Ed allora che fa la nostra Patricia? Si concentra da un lato sui rapporti
interpersonali tra i suoi personaggi storici: Kay ed il marito Benton; Lucy e
la sua fiamma Jaime; e poi Benton vs. Marino, e Kay vs. Lucy. Dall’altra non
trova di meglio che tirar fuori dal cilindro l’unico nemico storico rimasto ai nostri
eroi. Quel famoso Jean-Baptise Chardonne che alcuni libri fa inopinatamente
fugge dal braccio della morte di un carcere e fa perdere le sue tracce. Il
tutto condito da un mistero piccolo piccolo: la morte di una giovane ragazza e
la scomparsa di una donna analista finanziaria di un grande patrimonio.

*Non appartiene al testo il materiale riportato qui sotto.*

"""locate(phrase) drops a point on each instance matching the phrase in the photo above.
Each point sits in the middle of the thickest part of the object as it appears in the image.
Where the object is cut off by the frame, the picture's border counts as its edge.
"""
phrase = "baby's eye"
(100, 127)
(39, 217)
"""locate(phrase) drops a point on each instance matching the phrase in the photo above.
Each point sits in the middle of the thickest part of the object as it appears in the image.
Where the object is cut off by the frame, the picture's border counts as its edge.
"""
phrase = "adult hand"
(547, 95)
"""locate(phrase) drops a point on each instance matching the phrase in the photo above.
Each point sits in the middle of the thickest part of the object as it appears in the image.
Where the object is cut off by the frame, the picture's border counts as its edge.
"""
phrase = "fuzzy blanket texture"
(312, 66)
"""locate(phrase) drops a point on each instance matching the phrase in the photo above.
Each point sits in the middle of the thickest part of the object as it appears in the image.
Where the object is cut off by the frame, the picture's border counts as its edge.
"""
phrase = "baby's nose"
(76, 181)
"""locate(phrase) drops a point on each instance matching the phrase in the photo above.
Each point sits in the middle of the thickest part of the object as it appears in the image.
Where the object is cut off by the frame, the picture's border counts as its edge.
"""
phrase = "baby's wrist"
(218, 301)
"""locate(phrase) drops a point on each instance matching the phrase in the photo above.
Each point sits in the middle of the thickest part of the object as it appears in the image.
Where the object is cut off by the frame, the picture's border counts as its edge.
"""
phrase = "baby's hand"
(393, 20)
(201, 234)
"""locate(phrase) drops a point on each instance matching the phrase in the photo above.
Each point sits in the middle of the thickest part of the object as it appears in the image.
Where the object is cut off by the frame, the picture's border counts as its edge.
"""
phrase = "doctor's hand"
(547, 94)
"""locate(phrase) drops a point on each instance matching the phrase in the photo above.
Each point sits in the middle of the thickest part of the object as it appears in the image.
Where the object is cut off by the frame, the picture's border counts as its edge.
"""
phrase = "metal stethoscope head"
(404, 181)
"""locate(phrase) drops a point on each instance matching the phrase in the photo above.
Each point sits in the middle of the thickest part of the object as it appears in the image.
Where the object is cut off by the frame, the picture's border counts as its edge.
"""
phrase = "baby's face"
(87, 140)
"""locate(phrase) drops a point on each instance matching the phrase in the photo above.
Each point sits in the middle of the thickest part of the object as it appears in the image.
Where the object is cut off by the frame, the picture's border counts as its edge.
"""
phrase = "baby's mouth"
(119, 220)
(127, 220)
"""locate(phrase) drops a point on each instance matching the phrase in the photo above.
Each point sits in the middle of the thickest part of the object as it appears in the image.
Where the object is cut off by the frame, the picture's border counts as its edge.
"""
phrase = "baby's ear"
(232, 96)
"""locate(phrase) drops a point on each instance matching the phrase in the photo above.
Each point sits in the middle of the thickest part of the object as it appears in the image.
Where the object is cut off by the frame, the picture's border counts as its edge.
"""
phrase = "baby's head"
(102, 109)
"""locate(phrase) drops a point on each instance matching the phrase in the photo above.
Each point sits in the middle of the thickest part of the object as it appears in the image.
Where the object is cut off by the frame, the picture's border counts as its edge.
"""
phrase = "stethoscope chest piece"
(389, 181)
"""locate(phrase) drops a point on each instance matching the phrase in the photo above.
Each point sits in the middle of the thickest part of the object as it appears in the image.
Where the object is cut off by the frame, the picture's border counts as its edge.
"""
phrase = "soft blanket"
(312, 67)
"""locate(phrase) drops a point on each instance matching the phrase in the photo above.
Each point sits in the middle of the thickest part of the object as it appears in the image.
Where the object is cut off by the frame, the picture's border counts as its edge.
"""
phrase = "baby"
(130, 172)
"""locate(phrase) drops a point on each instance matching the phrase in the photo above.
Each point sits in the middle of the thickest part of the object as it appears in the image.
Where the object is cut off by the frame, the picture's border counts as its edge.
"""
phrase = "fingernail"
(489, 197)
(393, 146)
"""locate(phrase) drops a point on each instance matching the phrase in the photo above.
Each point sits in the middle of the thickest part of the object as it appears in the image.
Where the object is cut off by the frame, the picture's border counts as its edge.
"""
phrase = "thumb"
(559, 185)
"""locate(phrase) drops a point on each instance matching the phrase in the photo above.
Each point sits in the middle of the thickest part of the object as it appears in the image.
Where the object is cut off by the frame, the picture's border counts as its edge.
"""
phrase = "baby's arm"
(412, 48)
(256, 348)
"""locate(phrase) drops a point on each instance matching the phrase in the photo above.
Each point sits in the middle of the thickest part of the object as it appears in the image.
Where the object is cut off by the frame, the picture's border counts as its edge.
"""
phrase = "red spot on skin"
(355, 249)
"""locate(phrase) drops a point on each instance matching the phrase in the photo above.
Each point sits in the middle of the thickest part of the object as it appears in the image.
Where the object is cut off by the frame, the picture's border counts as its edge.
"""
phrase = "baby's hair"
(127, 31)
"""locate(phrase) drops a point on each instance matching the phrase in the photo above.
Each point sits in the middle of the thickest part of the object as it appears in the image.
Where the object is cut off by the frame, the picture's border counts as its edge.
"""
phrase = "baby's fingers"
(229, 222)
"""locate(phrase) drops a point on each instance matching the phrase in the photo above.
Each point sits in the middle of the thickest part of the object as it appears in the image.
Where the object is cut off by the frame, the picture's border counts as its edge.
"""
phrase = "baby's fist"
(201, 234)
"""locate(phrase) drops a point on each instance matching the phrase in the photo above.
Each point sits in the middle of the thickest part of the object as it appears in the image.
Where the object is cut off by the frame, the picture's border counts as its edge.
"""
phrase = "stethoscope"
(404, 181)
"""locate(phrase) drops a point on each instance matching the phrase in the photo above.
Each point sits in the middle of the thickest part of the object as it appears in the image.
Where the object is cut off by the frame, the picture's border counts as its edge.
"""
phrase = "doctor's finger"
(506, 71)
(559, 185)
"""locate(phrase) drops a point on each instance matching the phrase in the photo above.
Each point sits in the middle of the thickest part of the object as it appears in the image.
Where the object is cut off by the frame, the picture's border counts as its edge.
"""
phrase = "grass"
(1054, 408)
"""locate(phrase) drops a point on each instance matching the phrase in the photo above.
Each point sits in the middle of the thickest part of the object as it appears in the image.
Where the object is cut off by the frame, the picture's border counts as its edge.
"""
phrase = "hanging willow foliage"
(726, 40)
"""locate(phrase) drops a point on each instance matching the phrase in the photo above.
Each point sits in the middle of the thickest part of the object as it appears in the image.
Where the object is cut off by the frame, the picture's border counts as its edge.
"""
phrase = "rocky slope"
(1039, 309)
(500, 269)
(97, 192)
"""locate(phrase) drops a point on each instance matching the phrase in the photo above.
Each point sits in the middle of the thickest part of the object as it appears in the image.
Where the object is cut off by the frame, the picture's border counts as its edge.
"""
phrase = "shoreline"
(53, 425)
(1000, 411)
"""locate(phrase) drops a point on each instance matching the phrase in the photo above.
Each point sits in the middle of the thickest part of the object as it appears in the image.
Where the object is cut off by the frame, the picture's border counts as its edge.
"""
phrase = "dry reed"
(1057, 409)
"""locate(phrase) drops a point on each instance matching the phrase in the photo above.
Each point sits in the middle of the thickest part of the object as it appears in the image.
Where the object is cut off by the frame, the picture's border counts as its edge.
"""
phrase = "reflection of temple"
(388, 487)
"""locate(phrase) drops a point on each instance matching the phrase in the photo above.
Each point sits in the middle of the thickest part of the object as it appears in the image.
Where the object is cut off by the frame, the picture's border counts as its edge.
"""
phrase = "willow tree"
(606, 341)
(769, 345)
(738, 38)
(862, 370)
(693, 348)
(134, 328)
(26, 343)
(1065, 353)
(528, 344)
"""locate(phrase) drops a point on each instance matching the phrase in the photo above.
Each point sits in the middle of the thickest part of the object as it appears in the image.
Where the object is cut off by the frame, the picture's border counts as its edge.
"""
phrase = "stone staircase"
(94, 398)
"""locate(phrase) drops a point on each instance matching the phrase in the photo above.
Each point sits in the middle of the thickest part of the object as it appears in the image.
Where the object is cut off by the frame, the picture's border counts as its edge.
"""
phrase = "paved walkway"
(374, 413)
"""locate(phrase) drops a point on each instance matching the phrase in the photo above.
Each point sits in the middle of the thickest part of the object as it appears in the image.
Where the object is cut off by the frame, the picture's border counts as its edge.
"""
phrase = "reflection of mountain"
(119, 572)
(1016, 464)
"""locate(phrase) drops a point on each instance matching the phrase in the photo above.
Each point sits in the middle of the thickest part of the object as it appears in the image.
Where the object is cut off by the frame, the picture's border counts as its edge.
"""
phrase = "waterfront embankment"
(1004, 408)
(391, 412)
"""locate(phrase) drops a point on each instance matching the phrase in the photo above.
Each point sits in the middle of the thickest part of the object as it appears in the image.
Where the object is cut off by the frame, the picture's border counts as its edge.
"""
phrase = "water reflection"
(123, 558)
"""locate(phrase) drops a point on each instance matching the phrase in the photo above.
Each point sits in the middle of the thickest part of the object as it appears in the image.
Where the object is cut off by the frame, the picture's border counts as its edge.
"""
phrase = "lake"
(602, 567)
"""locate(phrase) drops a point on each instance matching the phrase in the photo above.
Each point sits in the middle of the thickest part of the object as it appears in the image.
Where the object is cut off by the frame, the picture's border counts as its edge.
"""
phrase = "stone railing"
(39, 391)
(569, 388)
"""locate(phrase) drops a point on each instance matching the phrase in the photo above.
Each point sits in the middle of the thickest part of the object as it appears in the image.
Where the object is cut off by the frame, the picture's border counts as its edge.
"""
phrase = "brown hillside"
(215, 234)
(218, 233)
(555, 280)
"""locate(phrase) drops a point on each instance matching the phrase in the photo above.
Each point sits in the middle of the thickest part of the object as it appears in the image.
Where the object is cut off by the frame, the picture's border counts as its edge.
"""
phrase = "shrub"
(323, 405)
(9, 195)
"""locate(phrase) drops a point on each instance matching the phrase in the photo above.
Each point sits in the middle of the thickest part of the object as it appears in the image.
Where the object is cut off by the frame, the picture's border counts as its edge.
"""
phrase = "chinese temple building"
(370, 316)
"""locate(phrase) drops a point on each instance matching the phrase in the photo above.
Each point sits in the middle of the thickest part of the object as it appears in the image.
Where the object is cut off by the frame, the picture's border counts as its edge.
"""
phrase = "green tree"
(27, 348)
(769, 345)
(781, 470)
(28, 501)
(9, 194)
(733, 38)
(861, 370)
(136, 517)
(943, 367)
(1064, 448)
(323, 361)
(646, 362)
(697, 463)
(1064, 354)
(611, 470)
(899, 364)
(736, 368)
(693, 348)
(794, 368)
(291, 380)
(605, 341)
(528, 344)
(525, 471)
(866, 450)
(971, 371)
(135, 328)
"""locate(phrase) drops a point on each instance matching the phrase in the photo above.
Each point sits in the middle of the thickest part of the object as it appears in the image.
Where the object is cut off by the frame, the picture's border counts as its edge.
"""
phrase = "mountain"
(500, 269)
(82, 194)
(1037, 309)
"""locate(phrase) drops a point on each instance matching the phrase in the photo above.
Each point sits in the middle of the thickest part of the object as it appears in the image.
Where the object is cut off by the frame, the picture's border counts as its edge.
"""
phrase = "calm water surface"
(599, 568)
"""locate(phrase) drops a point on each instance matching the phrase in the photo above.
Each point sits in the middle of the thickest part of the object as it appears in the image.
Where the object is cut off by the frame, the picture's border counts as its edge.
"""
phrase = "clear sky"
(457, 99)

L’unico
elemento “patologo” è la discussione tra il procuratore Jaime che mostra un video
con la ragazza viva e le convinzioni di Kay, che attraverso l’autopsia aveva
collocato la morte 24 ore prima del video. E poi basta. Solo gran parlare,
sviscerare i vecchi misteri. Perché Benton scomparve per 6 anni? E quali sono i
rapporti tra Benton e l’FBI? Perché una sessantenne maniaca dice di essere la
zia di un attore? E perché il detto attore frequenta ospedali e camere
mortuarie? Chi invia pacchi-bomba a Kay? Che c’entra una giornalista televisiva
in rovina alla ricerca di uno scoop che non riesce a trovare? Come mai
l’analista finanziaria scomparsa a fatto perdere milioni di dollari a Lucy? E
perché Lucy non l’ha detto a Jaime? E via cianciando del passato, per pagine e
pagine. Lanciando solo qualche messaggio che le nuove tecnologie avanzano. Così
si da spazio a Lucy, la nostra espertissima, che parla di reti neurali,
BlackBerry con GPS, ed altre amenità tecnologiche. Dando anche spazio a Benton
e all’FBI di fare lunghe riunioni sui “profiler”, professione avanzante nel
panorama del crimine statunitense. Con qualche chicca laterale (viene citata la
figura di Benton come ispiratrice di un profiler del libro “Il silenzio degli
innocenti” come se il libro fosse cronaca e non fantasia). Ma noi seguiamo
pagina dopo pagina, sperando che ci sia qualche cosa da scoprire, qualche
risvolto strano, un disvelamento. Arrivando poi alle ultime 10 pagine, dove
dovrebbe esserci la catarsi, lo scioglimento dei nodi, lo svelarsi dei (non
tanti) misteri. Ebbene come se la cava la nostra Patricia? In poche righe,
liquida il colpevole, gli fa fare questo e quello, mette tutte le caselline al
posto giusto. Ma senza due righe di partecipazione. Senza elementi di
coinvolgimento. In altri momenti ed altri libri, avrebbe tirato (e con piacere)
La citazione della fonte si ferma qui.